“Kimim ben? Hayatını, Türk irfanına adayan, münzevi ve mütecessis bir fikir işçisi.”
Münekkit, sosyolog ve bir tefekkür adamı Cemil Meriç Jurnal’de böyle tanımlar kendini. Onun yeri her zaman kütüphanelerdi ve kendini soyutladığı Fildişi Kule. Yazdıklarını denize atılmış bir şişeye benzetiyordu Meriç. "Denize atılan bir şişe her kitap. Asırlar, kumsalda oynayan birer çocuk. İçine gönlünü boşalttığın şişeyi belki açarlar, belki açmazlar."

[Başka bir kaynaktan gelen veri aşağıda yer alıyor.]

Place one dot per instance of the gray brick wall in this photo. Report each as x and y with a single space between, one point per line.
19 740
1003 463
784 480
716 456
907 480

Yalnızdı. Yalnız ve sevgiye muhtaç. Tenin açlığı, ruhun açlığı, çocukluğundan beri içinde açılmış gediklerin birer yansıması. Çocukken de yalnızdı. Göçmen bir ailenin oğluydu Meriç. Göçmen bir aile, düşman bir çevre ve keşfedilmesi zorunlu bir dünya… Yaşıtları oyunlar oynarken, o oldukça farklıydı. Dört yaşında okumayı öğrendi. Kitapların dünyasına ilk o zaman girdi. Yalnız kalmak, dışlanmak ve kitaplarda yaşamak. Kitaplara kaçış bir teselliydi, bir limandı. Başka dünyalara girmek, başka karakterlerde yaşamak. Bu duygularını mektuplarda şöyle dile getiriyor
“Kitap bir limandı benim için. Kitaplarda yaşadım. Ve kitaptaki insanları sokaktakilerden daha çok sevdim. Kitap benim has bahçemdi. Hayat yolculuğumun sınır taşları kitaplardı. Bir kanat darbesiyle Olemp, bir kanat darbesiyle Himalaya. Ayrı bir dil konuşuyordum çağdaşlarımla. Gurbetteydim. Benim vatanım Don Kişot’un İspanyası’dı, Emma Bovari’nin yaşadı şehir. Sonra Balzac çıktı karşıma, Balzac’ta bütün bir asrı yaşadım, zaman zaman Votren oldum, Rastinyak oldum. Dört bin kahramanda dört bin kere yaşamak.”